The point is that - as I have always experienced living in Asia in contact with many communities - Asian Catholics see the faith as a gift that revolutionizes life and completes it. The overabundance of this gift means that priestly celibacy and even a foreign mission abroad are accepted.

I returned from Asia the day after Cardinal Robert Sarah and Benedict XVI’s book on priestly celibacy was published, entitled "From the Depths of our Hearts". At Paris airport, I immediately took two copies (one to give away) and read it avidly: it is a profound and exhilarating reading.

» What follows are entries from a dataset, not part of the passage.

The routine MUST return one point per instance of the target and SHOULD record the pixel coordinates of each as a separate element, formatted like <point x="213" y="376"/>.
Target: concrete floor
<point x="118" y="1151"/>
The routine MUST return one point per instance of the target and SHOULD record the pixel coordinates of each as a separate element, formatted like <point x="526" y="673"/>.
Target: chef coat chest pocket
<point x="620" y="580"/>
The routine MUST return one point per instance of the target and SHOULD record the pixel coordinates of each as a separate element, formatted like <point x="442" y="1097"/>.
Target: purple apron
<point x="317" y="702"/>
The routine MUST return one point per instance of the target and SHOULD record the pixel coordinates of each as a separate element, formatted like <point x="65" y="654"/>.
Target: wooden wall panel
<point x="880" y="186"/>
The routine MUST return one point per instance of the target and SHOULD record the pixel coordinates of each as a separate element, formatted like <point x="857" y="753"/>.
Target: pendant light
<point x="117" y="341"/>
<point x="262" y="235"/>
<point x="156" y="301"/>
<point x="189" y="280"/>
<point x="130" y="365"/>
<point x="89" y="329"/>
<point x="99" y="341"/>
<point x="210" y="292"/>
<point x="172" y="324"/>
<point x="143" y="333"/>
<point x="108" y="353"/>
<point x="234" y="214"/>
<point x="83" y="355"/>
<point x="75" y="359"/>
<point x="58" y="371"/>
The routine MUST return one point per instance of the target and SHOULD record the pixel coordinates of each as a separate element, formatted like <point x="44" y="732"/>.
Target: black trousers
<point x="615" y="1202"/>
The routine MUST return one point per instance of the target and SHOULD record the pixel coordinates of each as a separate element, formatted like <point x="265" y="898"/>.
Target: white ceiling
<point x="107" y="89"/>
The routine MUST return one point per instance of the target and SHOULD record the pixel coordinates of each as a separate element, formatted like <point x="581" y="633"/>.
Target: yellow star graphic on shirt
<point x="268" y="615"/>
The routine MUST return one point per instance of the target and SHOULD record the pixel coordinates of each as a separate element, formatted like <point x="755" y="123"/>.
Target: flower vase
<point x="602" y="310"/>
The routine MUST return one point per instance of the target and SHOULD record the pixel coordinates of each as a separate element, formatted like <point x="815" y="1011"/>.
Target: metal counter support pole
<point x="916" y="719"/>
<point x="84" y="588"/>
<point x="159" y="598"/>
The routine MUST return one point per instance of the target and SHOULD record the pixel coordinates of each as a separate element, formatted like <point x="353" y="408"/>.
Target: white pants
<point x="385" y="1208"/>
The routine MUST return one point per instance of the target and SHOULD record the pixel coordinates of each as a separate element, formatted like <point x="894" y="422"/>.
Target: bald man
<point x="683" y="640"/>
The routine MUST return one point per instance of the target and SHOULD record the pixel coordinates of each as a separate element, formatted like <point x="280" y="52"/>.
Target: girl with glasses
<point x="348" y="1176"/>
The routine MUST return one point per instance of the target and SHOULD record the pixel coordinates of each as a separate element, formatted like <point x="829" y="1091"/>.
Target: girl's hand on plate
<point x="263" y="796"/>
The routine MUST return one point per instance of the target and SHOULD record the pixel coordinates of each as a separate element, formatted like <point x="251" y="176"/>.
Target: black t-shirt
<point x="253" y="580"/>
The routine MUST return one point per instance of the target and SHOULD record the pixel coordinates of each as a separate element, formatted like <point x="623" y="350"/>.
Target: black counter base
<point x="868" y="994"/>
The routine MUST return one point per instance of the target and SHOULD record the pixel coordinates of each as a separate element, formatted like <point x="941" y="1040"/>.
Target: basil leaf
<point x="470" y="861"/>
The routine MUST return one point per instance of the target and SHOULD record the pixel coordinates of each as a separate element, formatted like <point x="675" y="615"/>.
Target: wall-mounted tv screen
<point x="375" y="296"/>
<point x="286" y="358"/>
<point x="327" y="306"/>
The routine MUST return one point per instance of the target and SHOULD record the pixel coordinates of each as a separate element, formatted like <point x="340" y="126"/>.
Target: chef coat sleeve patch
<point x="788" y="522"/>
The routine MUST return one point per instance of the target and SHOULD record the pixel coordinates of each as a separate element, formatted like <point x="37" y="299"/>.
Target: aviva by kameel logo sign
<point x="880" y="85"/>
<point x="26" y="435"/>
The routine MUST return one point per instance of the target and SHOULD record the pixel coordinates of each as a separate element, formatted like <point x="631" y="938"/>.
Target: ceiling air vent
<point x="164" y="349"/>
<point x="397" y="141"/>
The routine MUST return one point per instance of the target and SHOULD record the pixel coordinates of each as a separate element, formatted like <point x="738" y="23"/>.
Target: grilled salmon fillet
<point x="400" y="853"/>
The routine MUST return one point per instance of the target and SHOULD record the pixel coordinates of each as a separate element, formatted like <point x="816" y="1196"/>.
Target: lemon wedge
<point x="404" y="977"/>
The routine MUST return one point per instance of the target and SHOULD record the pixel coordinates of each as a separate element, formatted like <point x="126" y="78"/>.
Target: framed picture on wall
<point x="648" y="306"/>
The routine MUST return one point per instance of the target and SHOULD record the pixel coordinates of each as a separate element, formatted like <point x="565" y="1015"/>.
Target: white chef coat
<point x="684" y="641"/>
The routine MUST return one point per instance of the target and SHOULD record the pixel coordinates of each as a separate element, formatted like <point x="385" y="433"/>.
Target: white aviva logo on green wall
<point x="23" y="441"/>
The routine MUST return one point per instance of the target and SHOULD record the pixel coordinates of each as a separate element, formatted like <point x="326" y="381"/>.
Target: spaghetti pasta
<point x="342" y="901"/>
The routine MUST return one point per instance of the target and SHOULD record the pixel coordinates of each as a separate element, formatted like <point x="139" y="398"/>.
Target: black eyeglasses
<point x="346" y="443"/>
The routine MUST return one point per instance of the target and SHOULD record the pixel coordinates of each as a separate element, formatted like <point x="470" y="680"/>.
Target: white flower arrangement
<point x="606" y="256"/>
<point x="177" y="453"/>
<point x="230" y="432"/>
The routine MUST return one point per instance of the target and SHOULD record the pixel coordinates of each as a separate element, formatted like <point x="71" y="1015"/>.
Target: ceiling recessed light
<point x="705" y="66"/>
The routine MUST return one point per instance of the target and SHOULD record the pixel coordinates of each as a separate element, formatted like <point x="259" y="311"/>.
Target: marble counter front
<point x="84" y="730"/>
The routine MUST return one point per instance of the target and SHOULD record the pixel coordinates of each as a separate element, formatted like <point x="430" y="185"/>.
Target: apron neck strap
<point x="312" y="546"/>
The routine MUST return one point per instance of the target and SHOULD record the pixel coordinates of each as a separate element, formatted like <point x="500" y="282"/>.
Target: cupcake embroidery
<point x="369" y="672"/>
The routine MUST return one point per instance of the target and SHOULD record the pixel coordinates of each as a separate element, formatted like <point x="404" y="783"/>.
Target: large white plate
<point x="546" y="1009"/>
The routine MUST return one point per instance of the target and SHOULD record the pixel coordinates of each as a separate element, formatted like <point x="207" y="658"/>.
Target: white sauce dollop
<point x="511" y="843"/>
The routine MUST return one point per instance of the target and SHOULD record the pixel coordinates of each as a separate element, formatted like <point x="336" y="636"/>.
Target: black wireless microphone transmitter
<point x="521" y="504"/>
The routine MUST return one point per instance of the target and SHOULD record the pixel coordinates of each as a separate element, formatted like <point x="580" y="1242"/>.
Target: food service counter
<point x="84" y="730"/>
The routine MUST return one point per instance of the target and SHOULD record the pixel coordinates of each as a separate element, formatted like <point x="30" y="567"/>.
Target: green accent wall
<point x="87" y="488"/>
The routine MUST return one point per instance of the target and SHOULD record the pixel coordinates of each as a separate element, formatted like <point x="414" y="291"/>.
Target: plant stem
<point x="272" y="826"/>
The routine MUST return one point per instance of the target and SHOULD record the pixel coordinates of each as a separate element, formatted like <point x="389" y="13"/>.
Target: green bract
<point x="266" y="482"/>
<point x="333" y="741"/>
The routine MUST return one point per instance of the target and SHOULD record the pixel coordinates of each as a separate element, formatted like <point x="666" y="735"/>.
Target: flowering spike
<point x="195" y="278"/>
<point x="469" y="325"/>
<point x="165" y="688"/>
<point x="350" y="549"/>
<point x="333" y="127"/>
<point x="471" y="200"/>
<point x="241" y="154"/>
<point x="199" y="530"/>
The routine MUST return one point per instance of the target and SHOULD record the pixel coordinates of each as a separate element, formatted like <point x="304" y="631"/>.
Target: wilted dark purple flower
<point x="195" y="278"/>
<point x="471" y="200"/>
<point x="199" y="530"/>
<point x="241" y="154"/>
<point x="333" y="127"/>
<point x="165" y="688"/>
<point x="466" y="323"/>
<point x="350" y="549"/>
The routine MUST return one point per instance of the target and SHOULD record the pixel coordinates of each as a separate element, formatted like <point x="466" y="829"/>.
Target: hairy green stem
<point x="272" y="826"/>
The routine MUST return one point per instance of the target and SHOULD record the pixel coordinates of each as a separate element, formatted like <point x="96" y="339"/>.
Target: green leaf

I later learned that the next editions will not be co-signed, that they will only bear the signature of Card. Sarah, specifying that there is "an intervention" by Benedict XVI, but the content will be the same. Thus in reality this somewhat formal "correction" changes little regarding the value of the book. The pope emeritus offers an important reflection on the bond and development of the priesthood from the Old to the New Testament and points out that celibacy was required of priests from the earliest apostolic times. And this not as a "law", but out of ... convenience: for the total gift of the priest to be joined with the total gift of the Lord Jesus.

Card. Sarah’s intervention is even more passionate because he shows through his experience that the Church grows and produces vocations where priests live celibacy. Among other things, some experiences presented on AsiaNews are also mentioned.

It is truly saddening that such a beautiful and very useful book has been the target of a mud-slinging match between two emerging groups in the Church: the ‘Team Francis’ and those who are anti-Bergoglio. The former, saying they want to "defend Francis", suffocate and shoot down any contribution that does not come close to their trivially progressive and relativist agenda. The others, wanting to "defend Benedict", continually hammer the alleged errors of the present papacy, claiming tradition.

It is a pity that this involves celibacy – in a reductive vision as a law to be implemented or to be removed - and mission are involved. Especially when it is precisely mission, that is, the desire and passion for the world to know Christ, which should be the reason why we live and for which we have been given baptism, is lost in this ideological struggle and of mutual excommunication. Maybe it's time to learn from the churches of Asia.